Ce projet fut aussi l’occasion de collaborer avec le Centre d’études interdisciplinaires sur le développement de l’enfance et la famille (CDEIF) de l’Université du Québec à Trois-Rivières (UQTR). La chercheuse Carolane Coulombe a pu assister aux rencontres de création et puiser des trésors d’informations. Le projet devrait faire l’objet d’un article dans une revue scientifique. 

Pour l’une des adolescentes participantes, le projet « Au-delà des pensées » lui aura permis d’exprimer pour la première fois ses émotions en lien avec le décès de ses parents. « Elle n’avait jamais trop voulu en parler. Sa BD est super touchante et elle s’ouvre pour la première fois sur ses sentiments et pourquoi elle se faisait du mal, comment tout ça l’a touchée. La bande dessinée est devenue un intermédiaire pour s’exprimer », confie Sarah St-Louis.

Les enfants invisibles

L’intervenante Sarah St-Louis se rappelle les propos d’un participant d’un précédent projet de photographie qui avait également été exposé sur les murs du café. Il avait dit: « Pour une fois, on se sent écouté par les grandes personnes ».
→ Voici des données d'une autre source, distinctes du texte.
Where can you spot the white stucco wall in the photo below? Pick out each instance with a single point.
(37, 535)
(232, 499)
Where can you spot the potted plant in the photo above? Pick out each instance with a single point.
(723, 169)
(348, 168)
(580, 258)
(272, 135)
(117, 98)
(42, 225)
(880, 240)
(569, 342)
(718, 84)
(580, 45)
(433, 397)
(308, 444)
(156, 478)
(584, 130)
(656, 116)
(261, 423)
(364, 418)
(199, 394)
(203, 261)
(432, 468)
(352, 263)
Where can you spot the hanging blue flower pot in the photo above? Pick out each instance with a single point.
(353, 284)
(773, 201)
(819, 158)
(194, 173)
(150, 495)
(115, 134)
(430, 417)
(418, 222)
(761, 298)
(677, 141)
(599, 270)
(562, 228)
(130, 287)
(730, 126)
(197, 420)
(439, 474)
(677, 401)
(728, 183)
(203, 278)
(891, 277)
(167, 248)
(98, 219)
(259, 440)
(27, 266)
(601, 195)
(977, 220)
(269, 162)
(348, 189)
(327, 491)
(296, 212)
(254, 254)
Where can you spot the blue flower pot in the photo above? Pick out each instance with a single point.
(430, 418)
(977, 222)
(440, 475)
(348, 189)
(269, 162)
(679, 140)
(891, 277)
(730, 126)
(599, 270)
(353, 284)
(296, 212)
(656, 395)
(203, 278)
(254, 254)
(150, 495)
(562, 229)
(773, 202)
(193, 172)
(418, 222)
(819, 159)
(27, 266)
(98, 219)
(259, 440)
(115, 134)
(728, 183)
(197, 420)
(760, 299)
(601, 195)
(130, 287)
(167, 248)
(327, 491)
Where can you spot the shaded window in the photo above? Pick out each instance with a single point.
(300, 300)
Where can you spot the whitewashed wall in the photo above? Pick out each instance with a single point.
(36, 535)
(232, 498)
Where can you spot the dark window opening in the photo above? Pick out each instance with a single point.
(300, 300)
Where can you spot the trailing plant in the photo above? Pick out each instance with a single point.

« On les appelle un peu les enfants invisibles parce que la personne atteinte dans leur famille prend souvent plus de place, explique Sarah St-Louis. C’est cette dernière qui est suivie généralement, mais on parle rarement de la vie de la personne qui cohabite avec elle. Par exemple, un parent qui est en dépression se sent tellement mal qu’il ne voit plus nécessairement que son enfant est en détresse. C’est pour ça qu’on utilise le terme enfant invisible. La plupart d’entre eux se referment sur eux-mêmes. »

Lorsqu’un enfant franchit la porte d’Anna et la mer pour la première fois, il n’est généralement pas capable de dire ses émotions.

« On travaille sur l’émotion de l’enfant face au comportement du parent pour, ultimement, modifier ce ressenti. On lui propose des outils pour mieux vivre avec ça. Il est beaucoup question de colère et de honte. Ce sont les deux premières émotions qui sont nommées, d’habitude, ajoute l’intervenante. Beaucoup ressentent de la honte parce qu’ils croient que c’est leur faute si leur proche ne va pas bien. Ils se disent que s’ils ont de mauvaises notes à l’école, leur parent n’ira pas bien. Ils ont souvent honte, ne parlent à personne de leur situation et deviennent invisibles, en quelque sorte. »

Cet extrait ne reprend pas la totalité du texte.